4-6 lipca w Tucholi

Do Tucholi wracamy już siódmy raz z rzędu. Te letnie wyprawy stały się już dla nas tradycją. Zjazd absolwentów byłego liceum pedagogicznego jest tylko pretekstem. Przyjeżdżamy tu głównie dla niezapomnianych wspomnień wiążących się z tym miejscem, dla wyjątkowego klimatu jakim raczy przyjeżdżających to urocze miasteczko, dla wspaniałych i miłych spotkań z Basią, Marylką i Jolą, dla niezwykle serdecznych rodzinnych lucimskich biesiad u Czecha i Gieni…

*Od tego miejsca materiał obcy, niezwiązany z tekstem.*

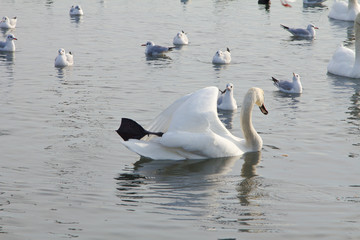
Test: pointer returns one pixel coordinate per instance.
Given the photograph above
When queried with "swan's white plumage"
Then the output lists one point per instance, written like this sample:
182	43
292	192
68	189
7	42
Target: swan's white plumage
345	11
9	23
346	62
192	130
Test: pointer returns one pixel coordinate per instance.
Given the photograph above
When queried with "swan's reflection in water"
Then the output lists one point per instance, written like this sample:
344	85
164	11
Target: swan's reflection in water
202	190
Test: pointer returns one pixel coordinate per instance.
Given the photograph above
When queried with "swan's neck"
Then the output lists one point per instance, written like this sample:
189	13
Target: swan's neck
357	44
252	139
352	4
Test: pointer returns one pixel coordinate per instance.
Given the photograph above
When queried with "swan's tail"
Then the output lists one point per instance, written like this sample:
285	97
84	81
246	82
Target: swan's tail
285	27
129	129
276	82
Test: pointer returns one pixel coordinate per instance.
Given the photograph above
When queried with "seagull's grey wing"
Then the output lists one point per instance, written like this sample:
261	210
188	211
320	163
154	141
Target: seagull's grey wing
286	85
159	49
299	31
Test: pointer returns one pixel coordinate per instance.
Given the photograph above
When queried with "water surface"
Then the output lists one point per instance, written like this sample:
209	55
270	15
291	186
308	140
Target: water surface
64	173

U Basi czekała na nas kawa w termosie i słodkości. Spotkanie u niej jak zawsze na medal! Sympatycznie i bardzo serdecznie. Poczuć się można jak u siebie w domu. Tylko szkoda, że czas płynie tu jakoś wyjątkowo szybko. Ugadać się nie sposób. Tak bywa gdy spotykają się bratnie dusze 🙂

Tym razem Rysiu miał okazję spędzić miły czas w towarzystwie samych Pań: Basi, Maryli, Joli, Zoriany i mnie.

A wieczorem, kiedy Rysiu biesiadował na zjeździe, my biesiadowałyśmy w Panoramie, restauracji tucholskiej, gdzie oprócz miłego klimatu można bardzo dobrze zjeść.  Była okazja do długich pogawędek w babskim gronie. SUPER 🙂 Dzięki Dziewczyny za przesympatyczny wieczór!!!

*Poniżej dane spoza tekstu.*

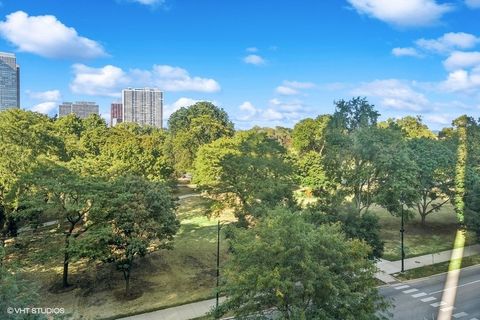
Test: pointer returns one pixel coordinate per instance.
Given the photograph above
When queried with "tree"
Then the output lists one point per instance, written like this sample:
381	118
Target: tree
15	292
24	136
133	150
365	227
302	271
193	127
309	134
353	143
281	134
413	127
55	190
435	175
247	172
141	219
467	179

Na tucholskim rynku zawsze konieczna pamiątkowa fotka 😉

Nostalgicznie – Ryś u bram swojego byłego Liceum Pedagogicznego.

Odwiedzanie kawiarni Łuczniczka to element niezbędny podczas pobytu w Tucholi.  Nie sposób oprzeć się porcji wyjątkowej, najlepszej czekolady 🙂

Będąc w Tucholi zawsze odwiedzamy cmentarz w Mąkowarsku. Tu spoczywa Mama i liczna rodzina Rysia.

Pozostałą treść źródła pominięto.